Proposed New Rule Regarding Business Conduct of Members; Last Voting Date: February 3, 1989

Published Date:
Last Voting Date: February 3, 1989

SUGGESTED ROUTING*

Senior Management
Legal & Compliance
Operations
Trading

*These are suggested departments only. Others may be appropriate for your firm.

IMPORTANT MAIL VOTE

EXECUTIVE SUMMARY

Members are invited to vote on a proposed new Section 44 to Article III of the NASD Rules of Fair Practice that would prevent a firm that withdraws or is removed as a market maker in a NASDAQ security from continuing market-making activity in that security in the over-the-counter market during any period that the member is ineligible to re-enter NASDAQ as a market maker.

The text of the proposed rule follows this notice.

BACKGROUND AND ANALYSIS

On June 9, 1988, the SEC approved amendments to the Rules of Practice and Procedures for the Small Order Execution System (SOES Rules) and to Schedule D to the NASD By-Laws. The amended rules, in part, require that a market maker in a NASDAQ National Market System (NASDAQ/NMS) security also be registered as a market maker in SOES with respect to that security. In addition, the amended SOES Rules impose a penalty of 20 business days for unexcused withdrawal from market making in any NASDAQ security. As noted in the SEC's order approving the SOES amendments, the amendments are "designed to improve the accuracy of quotations displayed through the NASDAQ System, and to enhance the liquidity of the over-the-counter (OTC) market by increasing the level of participation of NASDAQ market makers in SOES."1

The NASD believes that the public-policy purpose behind the adoption of the SOES amendments in June 1988 would be undermined if firms could readily withdraw from making a market in a NASDAQ security and transfer their market-making activity to the non-NASDAQ OTC market during the 20-business-day penalty period.

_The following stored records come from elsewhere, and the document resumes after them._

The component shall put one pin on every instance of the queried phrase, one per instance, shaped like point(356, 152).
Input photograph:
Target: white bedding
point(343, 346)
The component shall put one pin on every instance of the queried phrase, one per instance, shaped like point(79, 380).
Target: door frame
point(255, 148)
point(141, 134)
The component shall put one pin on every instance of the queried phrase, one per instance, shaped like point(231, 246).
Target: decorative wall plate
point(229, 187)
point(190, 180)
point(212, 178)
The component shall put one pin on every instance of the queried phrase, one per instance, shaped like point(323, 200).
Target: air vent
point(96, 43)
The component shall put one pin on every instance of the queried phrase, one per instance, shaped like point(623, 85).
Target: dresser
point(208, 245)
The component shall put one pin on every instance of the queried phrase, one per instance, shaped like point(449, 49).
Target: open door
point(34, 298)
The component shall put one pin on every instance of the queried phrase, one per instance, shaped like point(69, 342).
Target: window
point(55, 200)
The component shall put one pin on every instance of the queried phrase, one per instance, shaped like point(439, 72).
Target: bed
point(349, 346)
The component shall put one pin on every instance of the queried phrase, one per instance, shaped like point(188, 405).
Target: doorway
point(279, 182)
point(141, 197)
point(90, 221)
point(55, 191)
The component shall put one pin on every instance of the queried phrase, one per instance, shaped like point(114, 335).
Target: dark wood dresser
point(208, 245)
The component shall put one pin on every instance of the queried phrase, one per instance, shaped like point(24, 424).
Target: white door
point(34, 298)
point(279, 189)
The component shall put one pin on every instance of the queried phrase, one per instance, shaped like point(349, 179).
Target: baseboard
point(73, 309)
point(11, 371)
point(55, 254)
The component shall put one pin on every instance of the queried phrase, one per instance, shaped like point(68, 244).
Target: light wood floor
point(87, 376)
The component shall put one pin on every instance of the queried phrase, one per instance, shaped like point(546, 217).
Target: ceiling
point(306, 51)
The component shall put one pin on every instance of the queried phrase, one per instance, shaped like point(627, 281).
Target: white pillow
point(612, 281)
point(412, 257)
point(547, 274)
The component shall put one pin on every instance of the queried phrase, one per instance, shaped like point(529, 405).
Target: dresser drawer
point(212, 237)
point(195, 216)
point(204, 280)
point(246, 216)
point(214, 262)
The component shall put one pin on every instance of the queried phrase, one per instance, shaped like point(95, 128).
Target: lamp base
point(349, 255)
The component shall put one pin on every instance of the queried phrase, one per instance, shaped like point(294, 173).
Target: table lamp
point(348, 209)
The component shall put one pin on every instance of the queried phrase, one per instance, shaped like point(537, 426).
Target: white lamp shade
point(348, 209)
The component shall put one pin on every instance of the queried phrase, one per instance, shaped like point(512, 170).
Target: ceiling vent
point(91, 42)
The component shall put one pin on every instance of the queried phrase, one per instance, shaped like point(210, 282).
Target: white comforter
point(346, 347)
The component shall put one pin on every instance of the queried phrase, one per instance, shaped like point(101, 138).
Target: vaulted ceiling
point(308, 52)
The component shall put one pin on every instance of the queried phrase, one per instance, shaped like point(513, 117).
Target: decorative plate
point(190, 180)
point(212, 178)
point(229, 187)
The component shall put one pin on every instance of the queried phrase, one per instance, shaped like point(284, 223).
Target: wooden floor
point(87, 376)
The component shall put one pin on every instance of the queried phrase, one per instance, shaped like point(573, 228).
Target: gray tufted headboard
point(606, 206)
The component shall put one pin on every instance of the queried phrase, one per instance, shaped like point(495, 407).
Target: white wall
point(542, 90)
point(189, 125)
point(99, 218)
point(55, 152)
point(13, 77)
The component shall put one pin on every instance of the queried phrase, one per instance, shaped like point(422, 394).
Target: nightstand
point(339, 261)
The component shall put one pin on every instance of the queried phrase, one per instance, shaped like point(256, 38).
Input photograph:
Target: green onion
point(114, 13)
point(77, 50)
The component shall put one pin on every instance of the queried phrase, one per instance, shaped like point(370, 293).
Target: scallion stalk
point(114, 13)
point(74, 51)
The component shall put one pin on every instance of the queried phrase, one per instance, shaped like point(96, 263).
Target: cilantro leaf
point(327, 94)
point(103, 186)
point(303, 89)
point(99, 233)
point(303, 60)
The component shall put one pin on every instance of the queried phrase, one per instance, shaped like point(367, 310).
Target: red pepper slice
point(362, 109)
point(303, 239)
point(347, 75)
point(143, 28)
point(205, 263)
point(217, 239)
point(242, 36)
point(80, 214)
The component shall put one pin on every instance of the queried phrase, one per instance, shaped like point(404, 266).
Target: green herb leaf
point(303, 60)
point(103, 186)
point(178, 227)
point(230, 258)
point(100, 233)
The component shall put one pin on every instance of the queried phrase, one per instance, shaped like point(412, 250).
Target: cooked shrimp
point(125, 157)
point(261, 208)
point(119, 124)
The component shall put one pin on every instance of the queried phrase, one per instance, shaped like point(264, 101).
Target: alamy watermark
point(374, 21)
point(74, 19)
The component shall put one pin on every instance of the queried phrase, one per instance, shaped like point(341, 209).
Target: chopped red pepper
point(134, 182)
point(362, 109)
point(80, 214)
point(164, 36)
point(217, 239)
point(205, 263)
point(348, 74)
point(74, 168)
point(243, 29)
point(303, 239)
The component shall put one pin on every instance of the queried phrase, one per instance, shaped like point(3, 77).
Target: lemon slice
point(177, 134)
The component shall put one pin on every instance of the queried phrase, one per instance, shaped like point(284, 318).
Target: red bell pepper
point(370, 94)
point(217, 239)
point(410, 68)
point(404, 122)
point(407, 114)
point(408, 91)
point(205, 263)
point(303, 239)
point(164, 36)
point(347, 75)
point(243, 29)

The proposed amendment prohibits firms that make a market in a NASDAQ security from transferring their market-making activity in that NASDAQ security to the non-NASDAQ OTC market during any period in which the firm is ineligible to re-enter the NASDAQ System as a market maker.

The NASD Board of Governors believes that the proposed rule amendment helps to preserve the viability of the SOES system because market makers will not be able to avoid the 20-business-day penalty provision by transferring their market-making activity to the OTC market during that time. Thus, the Board believes that the proposed amendments are necessary and appropriate and recommends that members vote their approval.

Please mark the attached ballot according to your convictions and return it in the enclosed, stamped envelope to The Corporation Trust Company. Ballots must be postmarked no later than February 3, 1989.

Questions concerning this notice may be directed to Eneida Rosa, Assistant General Counsel, NASD Office of General Counsel, at (202) 728-8284.

PROPOSED AMENDMENT TO ARTICLE III, RULES OF FAIR PRACTICE

(Note: New language is underlined.)

Business Conduct of Members

Sec. 44

A member that has withdrawn from participation in the NASDAQ System as a market maker in any NASDAQ security pursuant to the provisions of Part VI, Section 8 of Schedule D to the NASD By-Laws shall not act as a market maker in that security in the over-the-counter market during any period that the member is ineligible to re-enter NASDAQ as a market maker.


1 File No. SR-NASD-88-1, Securities Exchange Act Release No. 25791 (June 9,1988).